For our third clinic shift, we’ll be working in a specialty service area: Cornea and Contact Lens, our school-based clinic, Eyewear Services, or Geriatrics/Vision Rehabilitation and Pediatrics/Binocular Vision. We’ll rotate into a different specialty each quarter as we continue our Primary Care shifts. I’ve been assigned to Cornea and Contact Lens for the upcoming quarter. Doctors in the Cornea service manage ocular conditions that affect the anterior segment, and care for patients who wear contact lenses. I’m pretty excited that I got this as my first clinical rotation. I’ve enjoyed the exposure I’ve gotten to Cornea through the Ocular Prosthetics I’ve been taking. Seeing conditions and applications from our Ocular Disease course has further piqued my interest in the speciality. While I’ll be rotating in Cornea, my classmates and I will be taking our first Contact Lens lecture and lab. I’m curious to see how the class will overlap with clinic. I’m sure that one day I’ll learn something new in class, and the very next day put that skill to use in clinic.

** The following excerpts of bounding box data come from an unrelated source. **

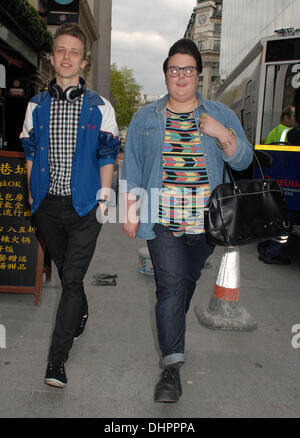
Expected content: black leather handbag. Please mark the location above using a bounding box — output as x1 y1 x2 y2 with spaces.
204 153 290 246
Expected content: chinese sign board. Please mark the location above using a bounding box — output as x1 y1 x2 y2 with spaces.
0 151 43 305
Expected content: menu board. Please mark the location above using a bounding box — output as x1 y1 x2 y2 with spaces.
0 151 43 305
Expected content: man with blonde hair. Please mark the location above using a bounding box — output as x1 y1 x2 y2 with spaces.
20 23 120 387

Second years at ICO have four hours per week in clinic, while third years take on 12. I’m excited and nervous to see how it will all go down. Becoming a third year clinician takes me back to first year, during the first days of the Patient Advocate Program. I remember thinking that the third years I was shadowing seemed to know exactly what they were doing as they examined patients. I also remember watching a student doing tonometry and wondering, what is that? Soon enough first years will be following me in clinic. Let’s hope I can keep up the facade during my own clinical rotations.